Beth earned BS degrees in Biomedical Engineering, and Mechanical Engineering and Material Science, from Duke University and a PhD in Pharmaceutical Sciences from the University of North Carolina at Chapel Hill.
Jing Yi, PHD
Dr. Jing Yi joined CARGO Therapeutics as Head of Data Science, Global Development Team Leader for CRG-022 in May of 2023. Jing has over 17 years of industry experience with a proven record in oncology clinical development and medical affairs, and in functional and cross-functional leadership.

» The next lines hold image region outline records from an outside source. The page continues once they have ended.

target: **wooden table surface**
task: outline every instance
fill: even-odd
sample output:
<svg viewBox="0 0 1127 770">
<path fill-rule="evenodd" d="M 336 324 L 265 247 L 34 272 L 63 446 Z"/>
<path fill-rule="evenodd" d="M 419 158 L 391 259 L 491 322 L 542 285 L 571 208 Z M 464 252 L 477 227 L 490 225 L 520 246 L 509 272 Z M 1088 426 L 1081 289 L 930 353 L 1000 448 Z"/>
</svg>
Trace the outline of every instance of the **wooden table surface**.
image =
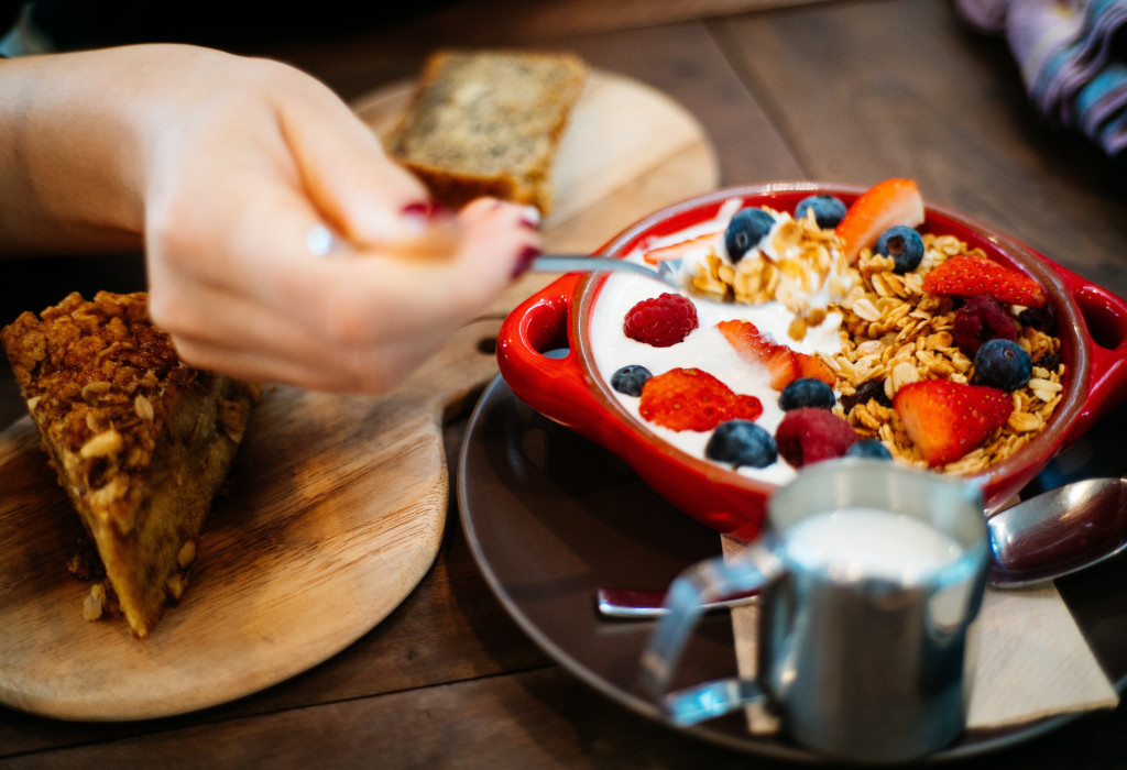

Jing has been involved in many successful global regulatory interactions and approvals, including e g Tecentriq and Avastin across various tumor types. She has built and led multiple high performing cross-functional teams and initiatives. Prior to joining CARGO, Jing spent more than 2 years at Erasca as the senior VP of Data Science and PTL of ERAS-601 program. Jing was the Global Development Team Leader at Roche/Genentech prior to joining Erasca, where she led a cross functional team and was accountable for the overarching strategy, development and implementation of cancer immunotherapy in Lung and Head/Neck Cancers. She also managed a group of medical directors and clinical scientists. Prior to her cross-functional leadership role, she was the biometrics lead of multiple molecules and managed a group of statisticians who supported many pivotal studies at Roche/Genentech.
For her many contributions, Jing received the Roche Product Development Breakthrough Award and ReThinkD Innovation Awards twice, as well as multiple Recognition Awards and Key Contributor Awards.
Jing received her PhD. in Statistics from the University of California, Berkeley.